In the practice of product application, most scenes such as power supply cannot be stable like a laboratory or an enterprise machine room, so that the double machines are powered off at the same time, and then the scene of one node is randomly recovered, which is usually the scene required by a client. The scenario includes simultaneous failure of the master node and the slave node and then recovery of the slave node.
If the main node and the standby node simultaneously fail, the main node is recovered, and the problem of incomplete copy synchronization is not involved, because the main node always holds the latest data, the slave node is on-line again, and the resynchronization is good, but if the slave node is recovered after the failure, the problem of inconsistent main data and the standby data is likely to occur.
For this scenario, there is no relevant scheme at present, and most of the active/standby synchronous systems adopt means for avoiding such situations, for example, if recovery cannot recover only one node, 2 nodes must recover; or the scenario that the slave nodes are recovered independently after the failure of both nodes is avoided, so how to recover the slave nodes and ensure the integrity of the synchronous data becomes an urgent problem to be solved.
Disclosure of Invention
The present application aims to provide a storage design method for a dual-computer hot-standby system, so as to solve the problem that data synchronization cannot be guaranteed when a slave node recovers in the prior art.

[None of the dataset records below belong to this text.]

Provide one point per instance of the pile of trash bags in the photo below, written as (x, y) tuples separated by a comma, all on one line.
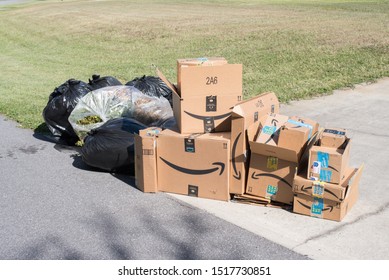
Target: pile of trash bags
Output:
[(104, 115)]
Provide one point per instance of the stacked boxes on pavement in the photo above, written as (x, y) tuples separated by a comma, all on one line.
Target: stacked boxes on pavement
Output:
[(224, 147), (328, 187)]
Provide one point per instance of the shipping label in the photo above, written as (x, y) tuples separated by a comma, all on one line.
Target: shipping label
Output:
[(272, 163), (317, 207)]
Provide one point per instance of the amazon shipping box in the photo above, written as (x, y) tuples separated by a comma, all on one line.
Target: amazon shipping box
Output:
[(272, 163), (194, 164), (244, 115), (329, 164), (206, 97), (326, 200), (146, 159)]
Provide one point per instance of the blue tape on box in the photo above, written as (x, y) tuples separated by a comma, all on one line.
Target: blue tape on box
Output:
[(269, 129), (302, 124), (323, 158), (325, 175), (317, 206)]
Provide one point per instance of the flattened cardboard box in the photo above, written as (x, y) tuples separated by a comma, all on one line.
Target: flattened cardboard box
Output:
[(329, 164), (333, 137), (320, 189), (206, 98), (244, 115), (198, 62), (329, 209), (146, 159), (195, 165)]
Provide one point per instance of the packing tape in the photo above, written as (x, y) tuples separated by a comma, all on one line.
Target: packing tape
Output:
[(325, 175), (323, 158), (317, 207), (271, 191), (272, 163), (269, 129), (318, 189), (304, 125)]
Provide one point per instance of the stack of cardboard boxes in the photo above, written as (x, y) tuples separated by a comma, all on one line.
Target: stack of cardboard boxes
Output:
[(225, 147), (328, 188)]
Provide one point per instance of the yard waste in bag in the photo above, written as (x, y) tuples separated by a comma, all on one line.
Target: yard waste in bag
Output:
[(111, 146), (100, 82), (152, 86), (61, 103), (101, 105)]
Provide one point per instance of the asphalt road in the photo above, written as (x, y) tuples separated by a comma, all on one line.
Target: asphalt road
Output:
[(52, 206), (363, 233)]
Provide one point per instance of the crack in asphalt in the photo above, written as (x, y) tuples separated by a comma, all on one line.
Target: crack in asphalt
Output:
[(331, 231)]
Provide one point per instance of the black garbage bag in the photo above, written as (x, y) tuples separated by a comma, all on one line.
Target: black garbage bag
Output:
[(100, 82), (111, 147), (103, 104), (169, 123), (61, 103), (153, 86)]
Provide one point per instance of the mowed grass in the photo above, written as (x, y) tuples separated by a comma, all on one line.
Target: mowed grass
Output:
[(298, 49)]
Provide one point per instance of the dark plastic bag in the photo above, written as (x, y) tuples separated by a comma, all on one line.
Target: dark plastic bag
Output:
[(103, 104), (111, 147), (61, 103), (100, 82), (153, 86)]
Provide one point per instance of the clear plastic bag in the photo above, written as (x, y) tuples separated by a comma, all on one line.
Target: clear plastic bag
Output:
[(101, 105)]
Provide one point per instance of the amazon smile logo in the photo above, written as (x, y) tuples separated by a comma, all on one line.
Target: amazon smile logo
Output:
[(329, 208), (219, 166), (204, 118), (257, 176), (237, 175), (306, 190)]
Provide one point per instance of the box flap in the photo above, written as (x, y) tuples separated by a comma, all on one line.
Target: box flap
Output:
[(274, 151), (354, 179), (252, 105)]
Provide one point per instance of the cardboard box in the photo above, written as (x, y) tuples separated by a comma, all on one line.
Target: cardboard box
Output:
[(333, 137), (243, 115), (329, 164), (199, 62), (296, 132), (271, 178), (272, 168), (324, 208), (146, 159), (269, 132), (195, 165), (206, 97)]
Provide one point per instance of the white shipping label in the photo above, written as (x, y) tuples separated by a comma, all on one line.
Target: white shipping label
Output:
[(316, 166)]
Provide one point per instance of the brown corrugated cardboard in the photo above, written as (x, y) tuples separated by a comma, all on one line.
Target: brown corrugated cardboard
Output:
[(329, 164), (326, 208), (243, 115), (195, 165), (146, 159), (271, 178), (255, 200), (320, 189), (206, 97), (199, 62), (333, 137), (270, 130), (285, 137), (272, 168), (296, 132)]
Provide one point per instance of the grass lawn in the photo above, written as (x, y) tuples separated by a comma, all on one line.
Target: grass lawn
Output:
[(298, 49)]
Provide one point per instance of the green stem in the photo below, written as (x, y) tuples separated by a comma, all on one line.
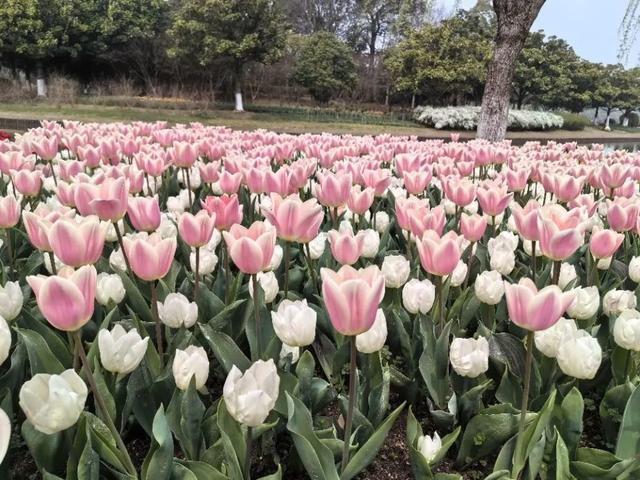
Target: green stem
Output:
[(525, 396), (352, 402), (156, 318), (102, 406)]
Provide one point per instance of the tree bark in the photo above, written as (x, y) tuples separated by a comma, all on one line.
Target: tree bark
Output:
[(515, 18)]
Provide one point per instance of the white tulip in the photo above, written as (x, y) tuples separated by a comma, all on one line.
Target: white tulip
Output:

According to an aspect of the present application, a storage design method for a dual-computer hot-standby system is provided, where the method includes:
the method comprises the steps that a main node receives a data write-in request and writes into a main node primary copy and a main node synchronous virtual machine copy, wherein the main node primary copy and the main node synchronous virtual machine copy are synchronized based on a full synchronous mode;
establishing main-standby synchronization of the main node and the slave node, and establishing a master copy of the slave node and a synchronous virtual machine copy of the slave node, wherein the master copy of the slave node and the synchronous virtual machine copy of the slave node are synchronized based on a full synchronization mode.
Further, wherein the full synchronization mode is implemented based on drbd synchronization.
According to another aspect of the present application, there is also provided a dual-node failure recovery method based on the foregoing storage design method, where the method includes:
receiving a data writing request by a slave node, starting the master node synchronous virtual machine copy, and synchronizing the original slave node copy of the slave node through the master node synchronous virtual machine copy;
and establishing primary and standby synchronization of the master node synchronous virtual machine copy and the slave node synchronous virtual machine copy so as to synchronize the original slave node slave copy through the master node synchronous virtual machine copy.
According to yet another aspect of the present application, there is also provided a computer readable medium having computer readable instructions stored thereon, the computer readable instructions being executable by a processor to implement the operations of the method as described above.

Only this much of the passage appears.